Nous sommes convaincus de la pertinence d’un tel concept. Son côté innovateur est source de créativité. Les différentes activités des membres de l’association (prestations de prévention, d’aide et de soins, de formation, d’évaluation, etc.) favorisent les rencontres et les échanges entre les institutions et professionnels du réseau romand et national d’alcoologie. La mise en commun de différentes expériences, l’analyse de la meilleure manière d’écouter, d’informer et d’orienter l’appelant sont riches d’enseignement; elles favorisent la découverte d’une autre manière de voir, de la complémentarité de ce que les autres font autant bien que moi, peut-être même mieux et en tous cas de manière différente ! Tout cela favorise beaucoup d’humilité, mais aussi de plaisir à développer des stratégies communes en partageant nos efforts.

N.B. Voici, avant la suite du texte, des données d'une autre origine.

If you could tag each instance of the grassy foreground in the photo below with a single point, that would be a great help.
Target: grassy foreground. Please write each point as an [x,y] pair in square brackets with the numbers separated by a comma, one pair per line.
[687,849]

Des synergies et des collaborations concrètes ont déjà été effectuées autour de la mise en place d’alco-line sur les plans romand (avec la partie alémanique de Fribourg et du Valais) et tessinois. Les services cantonaux de santé publique et de l’action sociale soutiennent la mise en place de ce projet de différentes manières. Les contacts sont entretenus avec le programme national alcool « ça débouche sur quoi » et plusieurs de nos partenaires alémaniques. Enfin, une synergie est envisagée, notamment entre l’association alco-line et la Société Suisse d’Alcoologie (SSA) dont les apports pourraient porter sur : contacts avec ses membres, fichier d’adresses, formation des répondants (aspects médicaux, psychiatriques et médico-légaux), recherche et guide-lines.

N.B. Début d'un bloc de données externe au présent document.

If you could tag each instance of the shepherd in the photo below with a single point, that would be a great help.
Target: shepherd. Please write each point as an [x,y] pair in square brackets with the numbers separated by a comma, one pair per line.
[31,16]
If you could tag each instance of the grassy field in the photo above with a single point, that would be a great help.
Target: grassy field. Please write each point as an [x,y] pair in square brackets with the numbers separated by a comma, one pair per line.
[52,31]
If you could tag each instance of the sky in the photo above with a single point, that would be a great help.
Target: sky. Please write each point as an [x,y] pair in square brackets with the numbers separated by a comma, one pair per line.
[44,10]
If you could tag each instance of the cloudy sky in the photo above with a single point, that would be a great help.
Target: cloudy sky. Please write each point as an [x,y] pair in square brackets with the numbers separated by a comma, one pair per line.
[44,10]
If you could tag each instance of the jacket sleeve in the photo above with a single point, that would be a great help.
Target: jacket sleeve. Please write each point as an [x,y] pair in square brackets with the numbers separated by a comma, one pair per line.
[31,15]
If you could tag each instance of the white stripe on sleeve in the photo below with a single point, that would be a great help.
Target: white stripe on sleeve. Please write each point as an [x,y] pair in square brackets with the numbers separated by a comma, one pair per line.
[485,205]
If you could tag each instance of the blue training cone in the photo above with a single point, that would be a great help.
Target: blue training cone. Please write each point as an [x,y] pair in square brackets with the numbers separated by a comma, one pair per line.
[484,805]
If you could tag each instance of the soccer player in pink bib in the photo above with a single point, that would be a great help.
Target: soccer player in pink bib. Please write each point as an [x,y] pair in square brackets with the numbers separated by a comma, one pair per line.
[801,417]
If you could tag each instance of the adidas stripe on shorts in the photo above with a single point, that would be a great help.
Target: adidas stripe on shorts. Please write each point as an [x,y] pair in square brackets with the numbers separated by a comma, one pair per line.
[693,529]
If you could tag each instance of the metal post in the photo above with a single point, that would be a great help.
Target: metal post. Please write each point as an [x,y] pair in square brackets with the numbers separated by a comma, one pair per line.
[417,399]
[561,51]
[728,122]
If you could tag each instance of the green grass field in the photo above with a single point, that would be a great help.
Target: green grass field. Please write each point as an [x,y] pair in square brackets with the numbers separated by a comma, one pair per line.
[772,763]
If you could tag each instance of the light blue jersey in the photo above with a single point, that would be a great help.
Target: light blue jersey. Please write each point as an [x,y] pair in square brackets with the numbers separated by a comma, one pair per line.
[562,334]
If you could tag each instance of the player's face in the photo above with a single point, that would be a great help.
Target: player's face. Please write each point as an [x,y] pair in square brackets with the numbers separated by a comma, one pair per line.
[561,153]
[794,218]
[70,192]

Tout cela nous apparaît pertinent et contribue aux soucis d’efficience exprimés sur les plans politiques et financiers. Les collaborateurs des organismes membres de alco-line doivent également trouver dans ce service un outil qui facilite leur travail et leur permet d’améliorer leur efficacité en termes de prestations offertes. Et bien sûr, cette expérience devra démontrer en quoi elle est surtout un plus au service de la population: nous ne répèterons jamais assez que l’objectif est bien que la personne ayant un problème d’alcool et son entourage restent au centre de nos préoccupations et bénéficient en Suisse romande de prestations alcoologiques de qualité, accessibles facilement et cohérentes dans leurs complémentarités. La population en difficulté avec l’alcool (ou autres produits engendrant la dépendance) nous incite à mieux coordonner nos efforts, viser la cohérence de nos prestations, et sortir de nos « chapelles » théoriques et structurelles. Et c’est là un défi passionnant à relever.